For marketers who have yet to include call conversions in their performance metrics, there’s good news and bad news. The good news is that your marketing is driving more conversions and business than you think. And the CPL (cost per lead) and CPA (cost per acquisition) of your digital campaigns are actually much lower—perhaps 50% lower—than you’ve been reporting.
The bad news, however, is that you’ve been making budget-allocation and campaign-optimization decisions based on incomplete and potentially misleading data. That could mean you’ve been investing in channels, campaigns, ads, keywords, and content that are underperforming, while shifting spend away from more profitable activities.
What Data Should Marketers Capture?
Marketers can capture a wealth of data from call conversions that will help prove and improve digital marketing ROI. This includes:
- Marketing source that drove the call: Knowing the channel, ad, keyword search, email, and/or campaign that drove each call is critical to knowing how to optimize spending and messaging to drive more.
- The caller’s path through your website: If a lead visited your site after running a search or engaging with your marketing, you should know that person’s entry page, the content he or she viewed on your site and in what order, and the page they eventually called from.
- Caller data: You should capture who the caller is, the phone number, the geographic location, the day and time of the call, and the particular browser used.

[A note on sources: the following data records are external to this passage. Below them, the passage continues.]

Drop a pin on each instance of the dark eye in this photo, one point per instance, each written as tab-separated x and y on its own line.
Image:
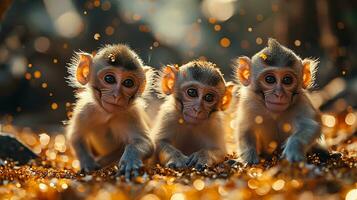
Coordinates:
128	83
110	79
287	80
192	92
270	79
209	97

- What happened on the call: Knowing who answered the call, how long the call lasted, and what was said can help you judge lead quality, gain insights into your customers, and ensure callers receive a quality call experience.
- The value of the call: You need to know whether a call is “good” or “bad,” based on your business’s definition of a quality lead. That often means knowing whether the call resulted in an appointment, opportunity, or sale, and how much revenue it was worth.

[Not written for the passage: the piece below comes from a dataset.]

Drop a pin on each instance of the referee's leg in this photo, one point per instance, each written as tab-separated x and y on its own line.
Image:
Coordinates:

Advanced Call-Related Strategies
Marketers can use this call data to drive more conversions and customers at lower costs, while also helping their sales teams convert more callers to customers. Here’s how:
- Include call attribution data in your ROI metrics: Then allocate spend to the channels and activities driving the most conversions and customers at the lowest cost.
- Optimize for everything: Don’t just optimize for the sources driving the best calls–optimize bidding and targeting for the times/days/locations driving the most valuable calls from each source.
- Integrate call data with your marketing stack: Be sure to pass call attribution data to your web analytics, CRM, DMP/DSP, bid management, and other platforms so you can use them to measure and optimize for the entire customer journey, online and offline.
- Target audiences likely to call: Use call data to target audiences with digital ads that are more likely to convert by calling.
- Don’t treat every call the same: You know who the caller is and the marketing source that drove the call, so route and prioritize them according to their needs and sales value. For example, put calls from higher-converting sources into a special queue to receive immediate assistance.
- Give sales agents a heads-up: Pass info on who the caller is and what drove the call to the sales agent before they answer to improve close rates and provide a more seamless call experience.
- Use call data to assist with sales agent staffing: When you can anticipate peak call volume times, you can ensure your call center or business locations are appropriately staffed to handle it.
- Learn from conversations: Optimize SEO and SEM keywords for words callers actually say, know whether calls to each location, franchisee, or agent are being answered and converted, and monitor whether sales agents are on-brand and follow approved scripts.
Attribution has become the most important challenge in digital marketing, and smartphones have made it only more difficult by making calls the conversion of choice for many consumers. For marketers, eliminating the blind spot that calls create in your data and leveraging the insights calls provide make it easier to improve ROI and become the true revenue-generator your businesses need you to be.